According to Edison Research, approximately 46 million Americans listen to a podcast every month, or about 15-17% of the population.
The most obvious cause of this growth is Serial, the real life detective story that the New York Times called “podcasting’s first breakout hit.”
From what we hear from the advertising side, there are millions of dollars to be made.
The info comes care of Adam Sachs, the CEO of Midroll, which acts as a broker between podcasters and advertisers. His agency represents some of the biggest names in the field, like WTF with Marc Maron, Star Talk with Neil deGrasse Tyson, and Savage Lovecast with Dan Savage.
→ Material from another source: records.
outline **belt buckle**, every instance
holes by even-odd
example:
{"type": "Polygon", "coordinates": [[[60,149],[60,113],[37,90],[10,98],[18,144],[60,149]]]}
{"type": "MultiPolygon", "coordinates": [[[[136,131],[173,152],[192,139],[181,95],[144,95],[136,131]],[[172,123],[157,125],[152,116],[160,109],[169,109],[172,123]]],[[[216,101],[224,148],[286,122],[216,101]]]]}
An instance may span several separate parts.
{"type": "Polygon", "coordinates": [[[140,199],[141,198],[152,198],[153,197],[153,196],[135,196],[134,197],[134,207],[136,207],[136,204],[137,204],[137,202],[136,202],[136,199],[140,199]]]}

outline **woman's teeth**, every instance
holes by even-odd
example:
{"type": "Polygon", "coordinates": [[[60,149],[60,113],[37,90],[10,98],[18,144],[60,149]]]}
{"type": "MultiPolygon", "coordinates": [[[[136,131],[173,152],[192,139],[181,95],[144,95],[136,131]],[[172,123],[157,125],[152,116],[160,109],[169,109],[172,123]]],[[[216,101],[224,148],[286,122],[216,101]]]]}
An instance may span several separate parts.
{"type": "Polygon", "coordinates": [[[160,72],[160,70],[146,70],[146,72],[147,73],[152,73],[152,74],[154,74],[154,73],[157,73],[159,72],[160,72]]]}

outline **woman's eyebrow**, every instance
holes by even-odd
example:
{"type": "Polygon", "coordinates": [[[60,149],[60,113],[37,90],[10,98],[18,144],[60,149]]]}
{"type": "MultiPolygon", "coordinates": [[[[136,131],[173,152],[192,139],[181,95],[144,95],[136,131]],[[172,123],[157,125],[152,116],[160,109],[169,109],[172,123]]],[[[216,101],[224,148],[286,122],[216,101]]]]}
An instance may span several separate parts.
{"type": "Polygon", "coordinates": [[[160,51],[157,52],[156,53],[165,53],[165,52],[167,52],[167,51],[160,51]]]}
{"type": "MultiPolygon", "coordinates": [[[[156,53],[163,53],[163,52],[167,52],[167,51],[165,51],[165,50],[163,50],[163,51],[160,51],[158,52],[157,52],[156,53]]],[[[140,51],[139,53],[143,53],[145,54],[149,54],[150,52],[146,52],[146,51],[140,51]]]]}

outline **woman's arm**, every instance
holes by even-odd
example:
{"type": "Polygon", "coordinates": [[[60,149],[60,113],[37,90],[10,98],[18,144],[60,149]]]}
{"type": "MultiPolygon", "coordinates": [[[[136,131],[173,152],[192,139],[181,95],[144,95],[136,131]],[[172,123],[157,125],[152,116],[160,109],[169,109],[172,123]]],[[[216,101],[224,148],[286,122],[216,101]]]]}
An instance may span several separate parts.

Sponsors include HBO, Squarespace, and Hulu.
Sachs says that a “handful” of his company’s 2,000 clients gross over a million dollars a year, of which Midroll takes a 30% cut.
Podcasters with high, but slightly less superstar, status also bring in a lot. Sachs says that a weekly show with 100,000 downloads an episode (enough to land it on the lower end of the iTunes top 100) with a standard advertising load of five spots would bring in between $US250,000 and $US400,000 in revenue a year.
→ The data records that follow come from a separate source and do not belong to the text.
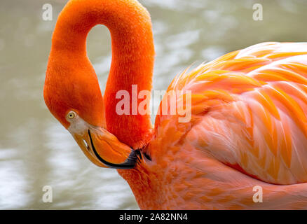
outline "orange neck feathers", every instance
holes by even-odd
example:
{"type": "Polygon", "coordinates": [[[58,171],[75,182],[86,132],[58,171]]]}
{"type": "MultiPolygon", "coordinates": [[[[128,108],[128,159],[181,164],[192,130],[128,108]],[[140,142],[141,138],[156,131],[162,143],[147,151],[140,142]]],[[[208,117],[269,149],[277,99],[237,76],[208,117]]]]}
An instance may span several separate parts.
{"type": "MultiPolygon", "coordinates": [[[[57,20],[48,70],[60,70],[62,75],[59,76],[62,76],[62,80],[79,81],[78,85],[81,88],[85,85],[83,83],[86,83],[87,85],[83,86],[86,90],[79,90],[86,95],[85,91],[100,92],[96,74],[86,55],[87,35],[92,27],[99,24],[107,27],[111,36],[112,62],[104,96],[107,130],[121,141],[135,148],[142,146],[151,137],[150,115],[118,115],[116,111],[116,106],[121,100],[116,99],[118,91],[130,93],[131,105],[132,85],[137,85],[138,92],[151,90],[154,61],[151,22],[149,13],[137,1],[69,1],[57,20]],[[68,71],[62,71],[65,69],[68,71]]],[[[103,105],[102,102],[98,102],[100,94],[96,94],[97,102],[92,102],[92,107],[103,105]]],[[[88,118],[90,122],[91,119],[100,119],[99,116],[102,114],[98,113],[102,106],[99,106],[95,112],[97,114],[88,118]]],[[[89,107],[85,110],[94,110],[89,107]]],[[[131,113],[131,106],[130,109],[131,113]]]]}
Those figures are thanks to podcasting’s high cost-per-impression (CPM) rate relative to other forms of media.
• Midroll has a few shows with a near $US100 CPM, with the most common being about $US25.
A podcast ad is a “premium product,” Sachs says. The host does his or her own reading of the script, making it less of an interruption than display or video ads. Plus, as the Washington Post reports, podcast listeners have longtime relationships with their favourite shows, making them all the more attractive to sponsors.
Quietly over the past couple years there have been great content creators who have obsessive, growing audiences like Marc Maron.
“Marc Maron, when he goes on the road and does a show, he has to bring one small bag for clothes and one giant bag for all the stuff that people bring him,” Sachs tells Business Insider. “They’re obsessed with him and those relationships have developed over time.”
This has all been very good for Midroll. From 2013 to 2014, its sponsorship business tripled.
“We’re helped by the fact that the industry has grown as we’ve grown,” Sachs says.